Der Umgang mit der nationalsozialistischen Geschichte
Nicht immer ganz so einfach, ist der Umgang mit der Geschichte von 1933 bis 1945, denn die Geschichte dieser Region hatte auch extreme Schattenseiten. So befand sich zum Beispiel ein Außenkommando des Konzentrationslagers Buchenwald in der Nähe des heutigen Stadtallendorf.

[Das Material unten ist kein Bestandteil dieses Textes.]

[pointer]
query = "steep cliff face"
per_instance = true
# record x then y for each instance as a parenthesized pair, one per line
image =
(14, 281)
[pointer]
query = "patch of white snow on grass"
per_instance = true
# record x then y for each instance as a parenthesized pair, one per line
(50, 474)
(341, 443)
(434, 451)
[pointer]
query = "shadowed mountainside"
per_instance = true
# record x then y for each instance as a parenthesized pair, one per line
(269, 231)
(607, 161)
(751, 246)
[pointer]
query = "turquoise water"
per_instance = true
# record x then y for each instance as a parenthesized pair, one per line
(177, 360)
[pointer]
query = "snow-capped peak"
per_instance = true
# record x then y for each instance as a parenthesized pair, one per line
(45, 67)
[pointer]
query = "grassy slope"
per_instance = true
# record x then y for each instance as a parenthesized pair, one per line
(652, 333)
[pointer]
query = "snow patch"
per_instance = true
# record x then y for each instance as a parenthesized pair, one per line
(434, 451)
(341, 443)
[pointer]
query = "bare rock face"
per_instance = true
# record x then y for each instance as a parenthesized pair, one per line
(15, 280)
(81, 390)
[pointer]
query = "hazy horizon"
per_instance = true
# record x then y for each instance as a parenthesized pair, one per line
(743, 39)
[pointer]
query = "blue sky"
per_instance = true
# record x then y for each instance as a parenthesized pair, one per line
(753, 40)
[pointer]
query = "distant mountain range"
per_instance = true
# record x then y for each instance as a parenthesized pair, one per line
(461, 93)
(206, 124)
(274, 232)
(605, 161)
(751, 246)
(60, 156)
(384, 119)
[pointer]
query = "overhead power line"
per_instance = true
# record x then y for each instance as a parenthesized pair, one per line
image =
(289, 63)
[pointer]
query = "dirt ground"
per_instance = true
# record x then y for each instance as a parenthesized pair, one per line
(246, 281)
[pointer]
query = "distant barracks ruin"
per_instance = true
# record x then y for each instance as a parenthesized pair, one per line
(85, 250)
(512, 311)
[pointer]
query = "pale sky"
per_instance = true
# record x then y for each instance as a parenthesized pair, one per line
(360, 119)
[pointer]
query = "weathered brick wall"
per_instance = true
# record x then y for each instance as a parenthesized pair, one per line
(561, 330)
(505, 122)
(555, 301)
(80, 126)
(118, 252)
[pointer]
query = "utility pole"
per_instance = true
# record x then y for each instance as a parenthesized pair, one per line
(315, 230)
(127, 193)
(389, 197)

Wie geht man mit dieser Geschichte um?
Gemeinsam mit dem Land Hessen und der Stadt Stadtallendorf beteiligt sich der Landkreis an dem Dokumentations- und Informationszentrum (kurz DIZ) in Stadtallendorf. Dort wird vor allem durch Vorträge und Führungen über die NS-Geschichte Stadtallendorfs und der Region mit dem besonderen Schwerpunkt des Einsatzes von Zwangsarbeitern in den damaligen Rüstungsfabriken informiert. Die Entwicklung Allendorfs wird zudem von der Weimarer Zeit bis in die 50er Jahre dokumentiert. Außerdem werden Wechselausstellungen, Vorträge und Filme zu verschiedenen zeitgeschichtlichen Themen angeboten (Info: 06428 / 707424). Das DIZ möchte vor allem Vereine, Verbände und Gruppen aus den verschiedensten Bereichen sowie Einzelpersonen ansprechen.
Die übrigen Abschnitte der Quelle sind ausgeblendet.